CORRECTED-UPDATE 1-Gazprom to sell more LNG to South Korea's KOGAS

(Corrects first bullet point in story transmitted on Oct. 9 to show Gazprom to sell 1 mln T of LNG, not 2 mln)

* Gazprom M&T to sell 1 mln T of LNG to KOGAS in 2013, 2014

* Gazprom already ships 1.6 million tonnes of LNG a year to KOGAS

MOSCOW, Oct 9 (Reuters) - Gazprom said on Tuesday it has signed an agreement to sell liquefied natural gas (LNG) to Korea Gas Corporation (KOGAS), as it strengthens its position in Asian markets.

Gazprom Marketing & Trading Singapore, a wholly-owned subsidiary of Gazprom , said it will supply up to eight cargoes of LNG a year to KOGAS in 2013 and 2014, totalling up to 1 million tonnes over the two years.

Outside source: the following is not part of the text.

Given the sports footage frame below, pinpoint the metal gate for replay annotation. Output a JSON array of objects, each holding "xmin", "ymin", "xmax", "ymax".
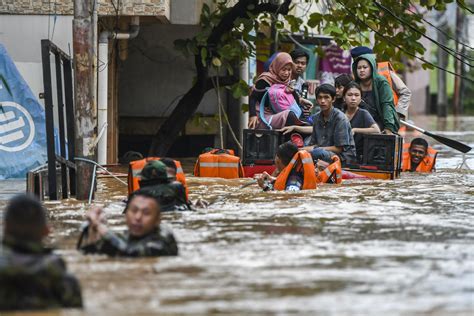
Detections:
[{"xmin": 41, "ymin": 39, "xmax": 76, "ymax": 200}]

Gazprom already ships 1.6 million tonnes of LNG a year to KOGAS from its Sakhalin-2 project, which produces 10 million tonnes of LNG annually. Gazprom M&T would not necessarily sell Gazprom-produced gas but the contract could help it to secure a foothold in Asia, where it wants to sell gas from the giant fields of Eastern Siberia.

"This agreement also provides a good basis for further expansion of our commercial portfolio and realising our ambition to be the leading LNG marketer in Asia Pacific," Frederic Barnaud, executive Director for LNG & Shipping at Gazprom M&T said in the company's statement.

Gazprom has been increasingly looking to diversify its markets away from Europe, its leading source of revenue but where gas demand is sagging. Earlier this month, Gazprom M&T signed a deal to sell LNG to India's GAIL for 20 years.

Gazprom also harbours plans to expand production of LNG, frozen gas which is easier to market globally on tankers compared to pipeline gas, the backbone of the company's operations.

Gazprom plans to set up LNG production at the Pacific port of Vladivostok, which may come on stream by 2020 with production ranging from 10 million tonnes to 20 million tonnes.

Its plans to establish LNG plant in North-West of Russia on the basis of Shtokman giant offshore deposit, has so far failed to materialise due to costs overrun.